A top commander only identified as Major Obuoge is said to be among those captured. Military officials will neither deny nor confirm the claims.
It is not known whether in moving the hostages the terror group was escaping from aerial bombardment by the Kenya Air Force.
Amisom seeks to reclaim the base lost after last Friday’s attack.
Jilib is the stronghold of the militants’ leadership, including leader Ahmed Abu Ubaydah. The terrorists are believed to have escaped with a Kenya-owned armoured personnel carrier seized during the attack.
Residents of El Adde and villages nearby said they heard loud explosions from the direction of the besieged KDF base on the morning of the attack.
Some al Shabaab affiliated websites purportedly showed the militants inspecting military vehicles they seized from the base. They also showed razed military vehicles.
Shabaab spokesman Abdiaziz Abu Mus’ab, through Radio Andalus, which is owned by the group, said the soldiers “are in mujahedeen jail”.
On Saturday, al Shabaab also broadcast recorded voices of what they said were captured KDF soldiers.
One of the alleged captives said he is called Isaac Balewa. “I’m appealing to the government of Kenya and the African Union to facilitate our release peacefully from al Shabaab so that we can go on with our daily lives,” he is heard saying.

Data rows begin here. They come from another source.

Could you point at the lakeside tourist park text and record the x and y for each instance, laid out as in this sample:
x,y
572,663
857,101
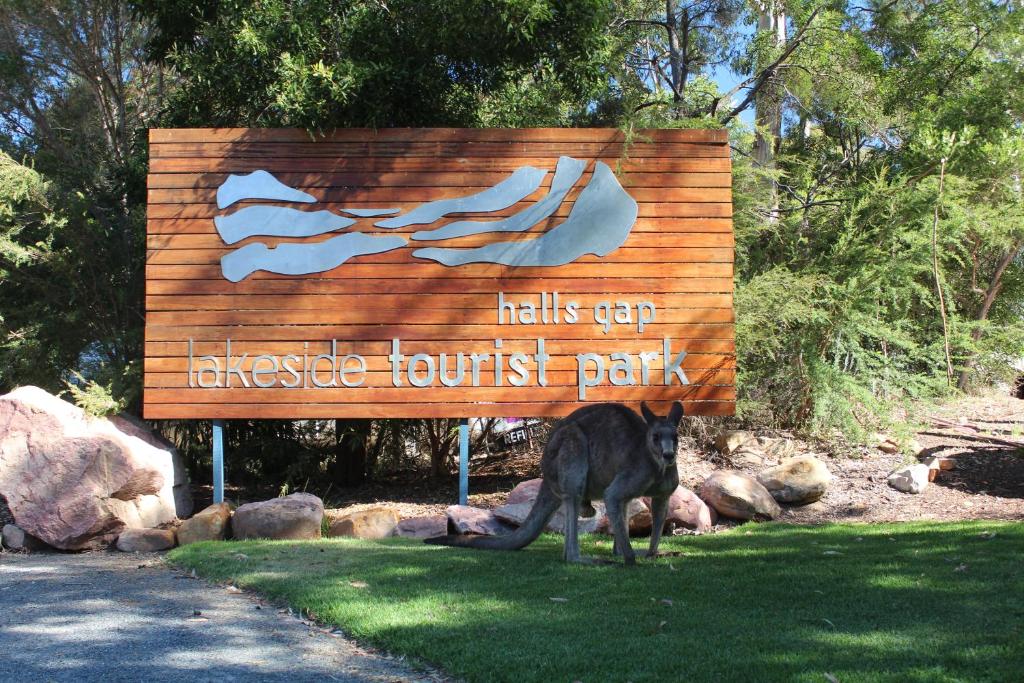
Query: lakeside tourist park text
x,y
459,368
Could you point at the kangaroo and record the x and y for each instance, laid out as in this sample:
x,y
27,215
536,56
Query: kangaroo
x,y
605,451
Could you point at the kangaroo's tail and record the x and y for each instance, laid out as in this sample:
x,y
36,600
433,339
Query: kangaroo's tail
x,y
544,507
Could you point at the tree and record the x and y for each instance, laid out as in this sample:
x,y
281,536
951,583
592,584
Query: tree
x,y
75,93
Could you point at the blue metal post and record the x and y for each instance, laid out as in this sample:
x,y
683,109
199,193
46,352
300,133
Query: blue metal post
x,y
463,461
218,461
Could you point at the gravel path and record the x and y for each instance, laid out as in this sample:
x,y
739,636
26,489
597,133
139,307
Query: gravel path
x,y
115,616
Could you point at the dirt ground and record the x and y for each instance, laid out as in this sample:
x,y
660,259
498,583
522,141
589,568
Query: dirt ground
x,y
983,435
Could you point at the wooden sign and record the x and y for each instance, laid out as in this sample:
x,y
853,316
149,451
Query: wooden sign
x,y
437,272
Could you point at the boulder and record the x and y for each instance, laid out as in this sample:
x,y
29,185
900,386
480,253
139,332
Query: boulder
x,y
801,479
467,519
13,538
748,457
422,527
378,522
180,488
686,509
292,517
909,479
778,449
886,443
212,523
730,439
77,481
735,495
145,540
524,493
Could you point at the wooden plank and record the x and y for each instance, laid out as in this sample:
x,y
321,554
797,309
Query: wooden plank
x,y
341,411
178,363
159,135
464,316
398,173
555,347
418,194
211,240
406,301
644,210
678,256
422,271
610,286
411,394
622,255
658,225
655,331
383,379
332,165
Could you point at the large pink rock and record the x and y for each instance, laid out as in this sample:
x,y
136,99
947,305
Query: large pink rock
x,y
467,519
687,509
76,481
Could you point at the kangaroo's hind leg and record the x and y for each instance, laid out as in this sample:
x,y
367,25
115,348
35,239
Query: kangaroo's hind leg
x,y
616,500
570,477
659,510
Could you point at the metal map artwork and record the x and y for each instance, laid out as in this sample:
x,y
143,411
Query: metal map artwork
x,y
599,222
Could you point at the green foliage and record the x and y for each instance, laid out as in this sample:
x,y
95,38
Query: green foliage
x,y
92,397
411,62
860,113
858,602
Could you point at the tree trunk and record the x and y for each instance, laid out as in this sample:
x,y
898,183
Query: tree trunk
x,y
994,285
768,104
350,450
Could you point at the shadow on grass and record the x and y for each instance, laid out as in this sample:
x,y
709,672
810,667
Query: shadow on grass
x,y
920,601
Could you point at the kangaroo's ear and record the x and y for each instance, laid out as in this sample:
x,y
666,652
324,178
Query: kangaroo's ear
x,y
676,414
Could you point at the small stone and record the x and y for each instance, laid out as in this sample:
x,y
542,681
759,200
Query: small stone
x,y
730,439
145,540
212,523
886,443
422,527
747,458
525,492
13,537
909,479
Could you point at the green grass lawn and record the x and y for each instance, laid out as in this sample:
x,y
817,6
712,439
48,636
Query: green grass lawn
x,y
891,602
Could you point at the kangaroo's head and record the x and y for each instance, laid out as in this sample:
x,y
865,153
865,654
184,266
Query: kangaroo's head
x,y
662,433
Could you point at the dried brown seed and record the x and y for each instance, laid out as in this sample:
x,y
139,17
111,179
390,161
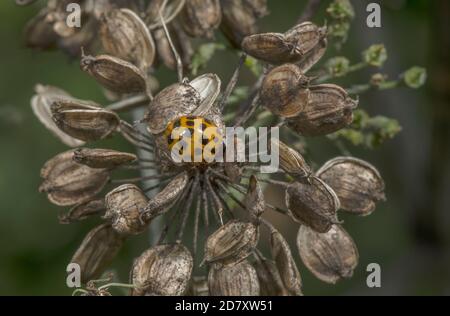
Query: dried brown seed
x,y
282,255
163,270
102,158
41,104
330,256
313,203
292,162
357,183
96,252
123,207
87,125
284,91
68,183
125,35
201,17
269,278
115,74
234,280
231,243
166,198
329,109
240,17
254,199
83,211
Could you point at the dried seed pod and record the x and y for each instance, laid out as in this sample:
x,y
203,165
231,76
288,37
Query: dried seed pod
x,y
329,109
284,91
201,17
87,125
313,203
357,183
281,254
198,287
162,270
68,183
235,280
115,74
123,207
102,158
330,256
96,252
166,198
41,104
254,199
231,243
292,162
291,47
123,34
83,211
269,278
240,17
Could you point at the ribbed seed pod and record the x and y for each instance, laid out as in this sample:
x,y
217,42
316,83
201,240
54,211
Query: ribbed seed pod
x,y
240,17
87,125
164,270
313,203
68,183
329,109
115,74
201,17
165,199
235,280
41,104
284,91
83,211
357,183
282,255
231,243
270,282
124,35
96,252
123,207
330,256
102,158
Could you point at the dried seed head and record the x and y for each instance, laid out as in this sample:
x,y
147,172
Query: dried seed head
x,y
357,183
284,91
292,162
313,203
240,17
102,158
329,109
291,47
254,200
201,17
96,252
41,104
166,198
115,74
231,243
281,254
83,211
235,280
123,34
163,270
123,207
330,256
269,278
68,183
87,125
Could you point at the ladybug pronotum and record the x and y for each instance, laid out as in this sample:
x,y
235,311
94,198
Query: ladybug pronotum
x,y
193,139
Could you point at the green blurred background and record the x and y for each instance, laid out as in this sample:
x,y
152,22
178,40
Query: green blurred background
x,y
408,236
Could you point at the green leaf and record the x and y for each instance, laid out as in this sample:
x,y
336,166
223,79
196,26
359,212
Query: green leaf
x,y
203,55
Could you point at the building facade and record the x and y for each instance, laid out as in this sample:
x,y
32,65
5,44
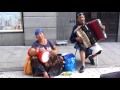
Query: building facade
x,y
56,26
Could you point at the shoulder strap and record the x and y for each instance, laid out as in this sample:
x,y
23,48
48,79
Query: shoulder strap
x,y
50,44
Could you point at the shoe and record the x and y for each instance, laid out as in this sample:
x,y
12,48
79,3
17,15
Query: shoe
x,y
82,69
91,60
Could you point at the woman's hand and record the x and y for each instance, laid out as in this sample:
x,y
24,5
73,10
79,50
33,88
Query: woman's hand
x,y
53,53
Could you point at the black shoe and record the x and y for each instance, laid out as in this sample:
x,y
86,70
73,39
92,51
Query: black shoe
x,y
91,60
82,69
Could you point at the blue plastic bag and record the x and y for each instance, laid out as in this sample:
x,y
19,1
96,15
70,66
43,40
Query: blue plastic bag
x,y
70,62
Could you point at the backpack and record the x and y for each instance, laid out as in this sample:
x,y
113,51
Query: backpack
x,y
27,66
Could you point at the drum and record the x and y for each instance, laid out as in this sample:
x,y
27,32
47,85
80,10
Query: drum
x,y
43,56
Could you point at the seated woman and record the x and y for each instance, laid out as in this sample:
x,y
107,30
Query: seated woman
x,y
54,66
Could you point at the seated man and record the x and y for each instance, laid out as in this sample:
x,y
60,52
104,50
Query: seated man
x,y
84,52
55,64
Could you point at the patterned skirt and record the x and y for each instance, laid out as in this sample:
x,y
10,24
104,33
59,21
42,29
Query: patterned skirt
x,y
53,67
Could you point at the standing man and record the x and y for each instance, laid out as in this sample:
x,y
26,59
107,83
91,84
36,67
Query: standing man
x,y
81,47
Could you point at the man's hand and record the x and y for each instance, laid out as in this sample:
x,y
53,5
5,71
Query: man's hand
x,y
53,53
78,39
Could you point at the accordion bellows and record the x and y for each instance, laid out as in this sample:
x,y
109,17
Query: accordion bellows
x,y
84,37
91,33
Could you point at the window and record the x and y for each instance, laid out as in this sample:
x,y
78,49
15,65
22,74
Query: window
x,y
11,22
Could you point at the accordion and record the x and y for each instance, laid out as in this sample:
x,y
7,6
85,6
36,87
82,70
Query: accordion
x,y
91,33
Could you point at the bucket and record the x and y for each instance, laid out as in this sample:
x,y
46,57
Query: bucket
x,y
70,62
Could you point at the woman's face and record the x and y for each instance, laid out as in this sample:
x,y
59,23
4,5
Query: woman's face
x,y
40,36
81,19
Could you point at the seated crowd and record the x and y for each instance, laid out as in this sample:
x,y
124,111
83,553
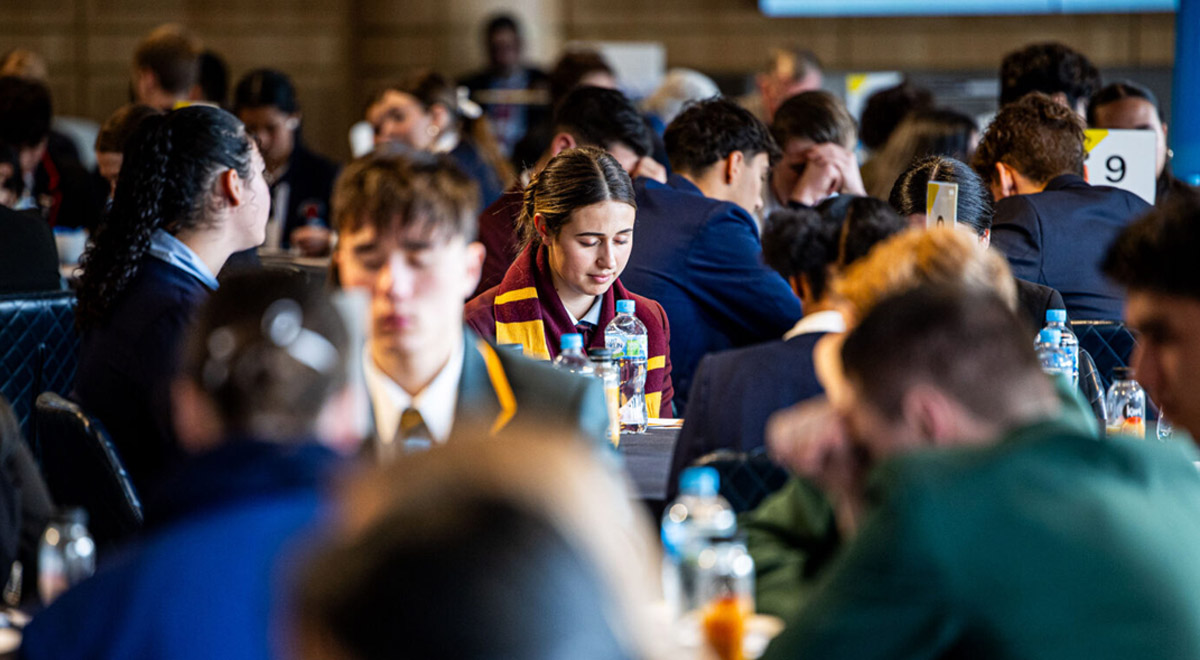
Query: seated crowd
x,y
358,466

Military officials said the operation to rescue the officers is very delicate as they are being used as human shields.
“We don’t want more casualties,” the Chief of Defence Forces, Gen Samson Mwathethe, said on Sunday.
The scene of the attack remains dangerous, as it is believed the terrorists may have heavily mined and booby-trapped it. The bodies of Kenyan soldiers are said to be still at the scene of attack, which is now almost inaccessible.
So far, about 30 survivors and an unknown number of bodies have been brought back to Nairobi.